L'employeur conteste en revanche les attestations de deux collègues (dont le frère de M. [J] [T], M. [Z] [J] [T]) produites par le salarié dont il ressort que l'employeur n'a pas aménagé le poste de travail pour lui éviter le port de charges.



C'est à l'employeur de prouver qu'il a pris des dispositions pour assurer la santé de ses salariés et, au cas d'espèce, qu'il a pris des mesures destinées à éviter que le salarié ne « porte des charges » et à lui « adjoindre du matériel de portage sur tous les chantiers ».



Il ressort des pièces produites par l'employeur (planning des chantiers du salarié et planning des chantiers de son frère M. [J] [T] [Z] et attestations) que pour la quasi-totalité des chantiers confiés au salarié, c'est son frère [Z] qui l'encadrait. Il est par ailleurs établi par les témoignages concordants produits par l'employeur que M. [Z] [J] [T] était avisé des restrictions médicales imposées à son frère.



Par ailleurs, M. [Z] [J] [T] a signé le « plan particulier de sécurité et de protection de la santé » du 19 mai 2017 dont il ressort notamment que :

. « dès leur arrivée sur le chantier, les salariés sont informés des précautions à prendre [et] des dispositions spécifiques du chantier en matière de sécurité (') pour chaque personne. Cette formation sera assurée par M. [Z] [J] ou sous sa responsabilité. Elle se fera lors de l'accueil des nouveaux arrivants, puis à chaque fois qu'un salarié sera concerné par un risque nouveau et autant de fois que nécessaire » ;

. « instructions générales : (') L'approvisionnement des matériels et équipements se fait par camions et montes charge (') ».



Enfin, il ressort de l'attestation de M. [C] que « lorsque les chantiers ne disposèrent pas de moyen de levage, nous faisions appel à des déménageurs équipés de matériel adapté ».



Ces éléments, présentés par l'employeur, sont suffisants pour établir qu'il a pris les mesures nécessaires pour assurer la sécurité et protéger la santé physique du salarié.











Il convient en conséquence de confirmer le jugement en ce qu'il a débouté le salarié de ce chef de demande.

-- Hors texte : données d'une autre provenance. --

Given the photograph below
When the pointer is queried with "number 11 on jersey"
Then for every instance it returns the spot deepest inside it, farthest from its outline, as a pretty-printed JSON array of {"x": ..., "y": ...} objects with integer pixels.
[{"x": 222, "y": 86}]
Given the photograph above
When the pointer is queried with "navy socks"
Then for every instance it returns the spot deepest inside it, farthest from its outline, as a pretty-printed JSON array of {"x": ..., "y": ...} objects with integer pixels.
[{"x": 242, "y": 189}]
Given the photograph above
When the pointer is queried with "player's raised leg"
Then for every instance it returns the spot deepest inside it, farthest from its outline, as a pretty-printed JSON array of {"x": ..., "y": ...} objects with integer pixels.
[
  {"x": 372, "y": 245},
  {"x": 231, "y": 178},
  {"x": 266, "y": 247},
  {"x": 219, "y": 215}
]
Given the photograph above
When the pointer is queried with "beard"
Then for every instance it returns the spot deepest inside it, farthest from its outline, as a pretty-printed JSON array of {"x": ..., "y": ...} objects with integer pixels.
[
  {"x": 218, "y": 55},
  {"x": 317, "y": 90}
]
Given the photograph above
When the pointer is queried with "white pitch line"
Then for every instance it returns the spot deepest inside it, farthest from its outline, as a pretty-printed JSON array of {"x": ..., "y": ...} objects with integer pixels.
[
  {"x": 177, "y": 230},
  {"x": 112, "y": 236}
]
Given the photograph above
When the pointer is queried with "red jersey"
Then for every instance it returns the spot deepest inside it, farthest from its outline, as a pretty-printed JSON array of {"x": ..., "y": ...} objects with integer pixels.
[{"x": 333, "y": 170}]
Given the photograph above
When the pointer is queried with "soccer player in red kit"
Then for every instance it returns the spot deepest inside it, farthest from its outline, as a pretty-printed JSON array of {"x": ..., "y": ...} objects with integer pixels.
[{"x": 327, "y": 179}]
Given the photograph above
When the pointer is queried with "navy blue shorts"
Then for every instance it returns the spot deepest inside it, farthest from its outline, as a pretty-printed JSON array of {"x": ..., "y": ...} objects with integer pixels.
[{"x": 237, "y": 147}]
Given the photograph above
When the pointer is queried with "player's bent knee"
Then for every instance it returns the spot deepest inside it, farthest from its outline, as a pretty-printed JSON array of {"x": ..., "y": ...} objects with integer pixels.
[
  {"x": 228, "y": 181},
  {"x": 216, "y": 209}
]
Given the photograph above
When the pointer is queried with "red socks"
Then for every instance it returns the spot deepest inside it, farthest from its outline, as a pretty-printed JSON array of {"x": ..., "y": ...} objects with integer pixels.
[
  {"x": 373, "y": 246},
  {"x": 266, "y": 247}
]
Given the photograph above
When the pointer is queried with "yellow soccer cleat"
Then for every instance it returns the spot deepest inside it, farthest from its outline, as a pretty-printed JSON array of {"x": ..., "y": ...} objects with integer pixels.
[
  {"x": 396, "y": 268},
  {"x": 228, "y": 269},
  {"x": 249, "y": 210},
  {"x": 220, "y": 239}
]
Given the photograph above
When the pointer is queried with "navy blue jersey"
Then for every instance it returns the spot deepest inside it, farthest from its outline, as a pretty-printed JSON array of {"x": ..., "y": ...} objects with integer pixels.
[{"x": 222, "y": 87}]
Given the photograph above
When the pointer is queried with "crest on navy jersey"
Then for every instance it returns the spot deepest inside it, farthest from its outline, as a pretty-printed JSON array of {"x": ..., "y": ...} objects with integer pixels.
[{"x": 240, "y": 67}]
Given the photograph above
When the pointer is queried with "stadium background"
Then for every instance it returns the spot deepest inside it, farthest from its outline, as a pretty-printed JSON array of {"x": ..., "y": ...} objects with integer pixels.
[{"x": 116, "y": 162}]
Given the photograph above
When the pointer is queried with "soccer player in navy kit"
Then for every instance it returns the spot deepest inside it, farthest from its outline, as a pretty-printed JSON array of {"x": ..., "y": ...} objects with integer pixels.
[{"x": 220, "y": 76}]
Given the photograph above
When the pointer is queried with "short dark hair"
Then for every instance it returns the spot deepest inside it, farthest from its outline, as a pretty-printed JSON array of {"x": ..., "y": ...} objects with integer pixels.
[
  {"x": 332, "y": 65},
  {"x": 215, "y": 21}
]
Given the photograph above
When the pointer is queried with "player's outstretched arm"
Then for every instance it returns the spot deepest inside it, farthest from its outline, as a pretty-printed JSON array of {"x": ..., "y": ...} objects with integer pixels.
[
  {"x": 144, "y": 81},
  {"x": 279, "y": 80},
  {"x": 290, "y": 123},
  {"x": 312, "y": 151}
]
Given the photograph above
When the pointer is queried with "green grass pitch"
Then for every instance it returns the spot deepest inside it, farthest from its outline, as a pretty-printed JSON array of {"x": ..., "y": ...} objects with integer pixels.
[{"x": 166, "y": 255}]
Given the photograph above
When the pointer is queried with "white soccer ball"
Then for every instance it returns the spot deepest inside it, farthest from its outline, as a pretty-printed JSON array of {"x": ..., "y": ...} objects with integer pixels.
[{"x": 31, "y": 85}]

Sur les dépens et les frais irrépétibles



Succombant, l'employeur sera condamné aux dépens de première instance et d'appel.

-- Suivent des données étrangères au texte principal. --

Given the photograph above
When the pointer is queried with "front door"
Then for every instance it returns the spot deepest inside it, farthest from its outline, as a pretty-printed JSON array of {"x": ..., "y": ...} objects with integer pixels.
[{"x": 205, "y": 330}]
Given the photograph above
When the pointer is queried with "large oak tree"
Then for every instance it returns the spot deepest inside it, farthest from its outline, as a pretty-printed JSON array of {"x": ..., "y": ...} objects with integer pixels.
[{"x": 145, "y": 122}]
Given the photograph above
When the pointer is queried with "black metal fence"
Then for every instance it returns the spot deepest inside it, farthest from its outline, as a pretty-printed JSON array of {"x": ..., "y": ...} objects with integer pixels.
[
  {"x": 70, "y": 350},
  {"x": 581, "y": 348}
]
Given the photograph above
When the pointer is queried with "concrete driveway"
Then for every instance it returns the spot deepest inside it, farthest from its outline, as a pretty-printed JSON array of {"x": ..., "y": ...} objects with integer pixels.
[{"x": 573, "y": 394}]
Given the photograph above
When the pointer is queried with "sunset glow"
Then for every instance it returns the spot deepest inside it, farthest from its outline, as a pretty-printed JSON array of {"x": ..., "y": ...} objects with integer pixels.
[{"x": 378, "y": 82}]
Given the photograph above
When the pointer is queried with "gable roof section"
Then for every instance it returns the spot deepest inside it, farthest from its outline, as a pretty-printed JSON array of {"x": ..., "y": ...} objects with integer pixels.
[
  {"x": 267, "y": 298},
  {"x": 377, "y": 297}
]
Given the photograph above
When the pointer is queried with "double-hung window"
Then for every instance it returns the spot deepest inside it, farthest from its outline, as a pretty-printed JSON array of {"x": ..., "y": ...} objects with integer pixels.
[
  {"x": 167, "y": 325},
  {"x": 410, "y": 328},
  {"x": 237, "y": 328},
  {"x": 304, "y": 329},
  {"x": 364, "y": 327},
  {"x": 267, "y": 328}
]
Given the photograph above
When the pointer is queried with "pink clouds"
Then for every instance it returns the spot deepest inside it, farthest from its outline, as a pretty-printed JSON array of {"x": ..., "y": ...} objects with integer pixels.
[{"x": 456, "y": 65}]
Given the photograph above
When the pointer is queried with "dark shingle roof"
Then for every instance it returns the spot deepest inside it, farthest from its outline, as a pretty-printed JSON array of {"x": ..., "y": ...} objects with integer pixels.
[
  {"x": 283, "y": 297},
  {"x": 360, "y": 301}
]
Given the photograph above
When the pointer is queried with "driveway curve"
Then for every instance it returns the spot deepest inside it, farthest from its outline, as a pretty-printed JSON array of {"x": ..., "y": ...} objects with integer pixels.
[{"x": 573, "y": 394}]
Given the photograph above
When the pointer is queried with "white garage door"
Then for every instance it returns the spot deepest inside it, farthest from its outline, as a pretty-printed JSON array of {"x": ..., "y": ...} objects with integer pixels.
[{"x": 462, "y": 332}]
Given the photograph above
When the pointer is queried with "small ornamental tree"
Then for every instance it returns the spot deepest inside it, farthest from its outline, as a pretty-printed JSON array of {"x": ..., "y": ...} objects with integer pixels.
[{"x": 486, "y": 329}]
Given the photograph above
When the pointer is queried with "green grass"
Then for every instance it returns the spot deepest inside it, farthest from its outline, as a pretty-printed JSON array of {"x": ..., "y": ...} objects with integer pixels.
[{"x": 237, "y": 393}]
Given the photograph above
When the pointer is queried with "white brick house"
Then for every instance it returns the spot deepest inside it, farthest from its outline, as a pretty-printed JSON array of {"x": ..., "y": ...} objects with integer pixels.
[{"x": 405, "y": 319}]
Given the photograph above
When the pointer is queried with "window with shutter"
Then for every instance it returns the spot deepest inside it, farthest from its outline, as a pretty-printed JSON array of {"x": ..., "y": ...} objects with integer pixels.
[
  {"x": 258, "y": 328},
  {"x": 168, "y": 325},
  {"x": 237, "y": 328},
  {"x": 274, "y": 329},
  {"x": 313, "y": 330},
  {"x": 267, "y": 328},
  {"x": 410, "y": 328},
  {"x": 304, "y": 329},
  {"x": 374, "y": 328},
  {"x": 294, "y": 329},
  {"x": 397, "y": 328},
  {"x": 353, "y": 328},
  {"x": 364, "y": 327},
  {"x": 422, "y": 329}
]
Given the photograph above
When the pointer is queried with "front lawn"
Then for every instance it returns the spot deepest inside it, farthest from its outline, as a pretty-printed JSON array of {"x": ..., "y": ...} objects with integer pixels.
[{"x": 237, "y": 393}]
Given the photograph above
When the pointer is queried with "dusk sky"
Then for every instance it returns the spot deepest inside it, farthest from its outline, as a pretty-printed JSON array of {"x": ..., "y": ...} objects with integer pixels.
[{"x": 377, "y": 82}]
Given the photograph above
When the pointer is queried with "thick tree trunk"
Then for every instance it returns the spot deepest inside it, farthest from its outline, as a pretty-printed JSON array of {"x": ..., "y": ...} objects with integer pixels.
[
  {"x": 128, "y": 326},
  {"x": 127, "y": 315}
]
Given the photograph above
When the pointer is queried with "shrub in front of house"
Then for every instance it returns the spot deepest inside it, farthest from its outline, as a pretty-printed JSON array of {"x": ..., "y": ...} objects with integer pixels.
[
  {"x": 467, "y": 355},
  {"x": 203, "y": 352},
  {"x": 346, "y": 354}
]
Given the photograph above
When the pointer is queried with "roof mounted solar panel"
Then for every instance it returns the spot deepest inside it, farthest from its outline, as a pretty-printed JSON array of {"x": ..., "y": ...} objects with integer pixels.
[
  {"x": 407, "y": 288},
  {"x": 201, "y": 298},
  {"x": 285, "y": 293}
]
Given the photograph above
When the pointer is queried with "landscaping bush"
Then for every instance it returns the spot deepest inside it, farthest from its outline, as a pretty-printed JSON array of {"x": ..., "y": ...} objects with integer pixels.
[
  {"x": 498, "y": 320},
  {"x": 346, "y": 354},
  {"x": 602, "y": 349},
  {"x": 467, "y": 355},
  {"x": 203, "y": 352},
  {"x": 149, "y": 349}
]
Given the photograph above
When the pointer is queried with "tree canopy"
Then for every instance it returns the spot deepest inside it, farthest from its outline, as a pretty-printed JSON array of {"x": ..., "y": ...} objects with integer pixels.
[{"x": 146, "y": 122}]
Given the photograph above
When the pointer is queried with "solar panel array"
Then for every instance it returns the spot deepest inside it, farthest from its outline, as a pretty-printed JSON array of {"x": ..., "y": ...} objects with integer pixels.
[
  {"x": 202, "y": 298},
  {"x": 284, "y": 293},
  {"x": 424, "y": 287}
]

Il conviendra de condamner l'employeur à payer au salarié une indemnité de 2 000 euros sur le fondement de l'article 700 du code de procédure civile.





PAR CES MOTIFS:



Statuant publiquement et par arrêt contradictoire, la cour :



CONFIRME le jugement mais seulement en ce qu'il déboute M. [J] [T] de sa demande de dommages-intérêts « pour réparer le préjudice »,



INFIRME le jugement sur le surplus,



Statuant à nouveau des chefs infirmés et y ajoutant,



DIT sans cause réelle et sérieuse le licenciement de M. [J] [T],



CONDAMNE la société Compagnie Parisienne du linoléum et caoutchouc à payer à M. [J] [T] les sommes suivantes :



. 30 000 euros de dommages-intérêts pour licenciement sans cause réelle et sérieuse,



. 3 144 euros au titre de l'indemnité compensatrice prévue à l'article L. 1226-14 du code du travail,



ORDONNE le remboursement par la société Compagnie Parisienne du linoléum et caoutchouc aux organismes intéressés des indemnités de chômage versées à M. [J] [T] du jour de son licenciement au jour du présent arrêt, dans la limite d'un mois d'indemnités de chômage en application de l'article L. 1235-4 du code du travail,



DÉBOUTE les parties de leurs demandes autres, plus amples, ou contraires,



CONDAMNE la société Compagnie Parisienne du linoléum et caoutchouc à payer à M. [J] [T] la somme de 2 000 euros sur le fondement de l'article 700 du code de procédure civile,



CONDAMNE la société Compagnie Parisienne du linoléum et caoutchouc aux dépens de première instance et d'appel.



. prononcé par mise à disposition de l'arrêt au greffe de la cour, les parties en ayant été préalablement avisées dans les conditions prévues au deuxième alinéa de l'article 450 du code de procédure civile.



. signé par Madame Aurélie Prache, Président et par Madame Dorothée Marcinek, Greffier auquel la minute de la décision a été remise par le magistrat signataire.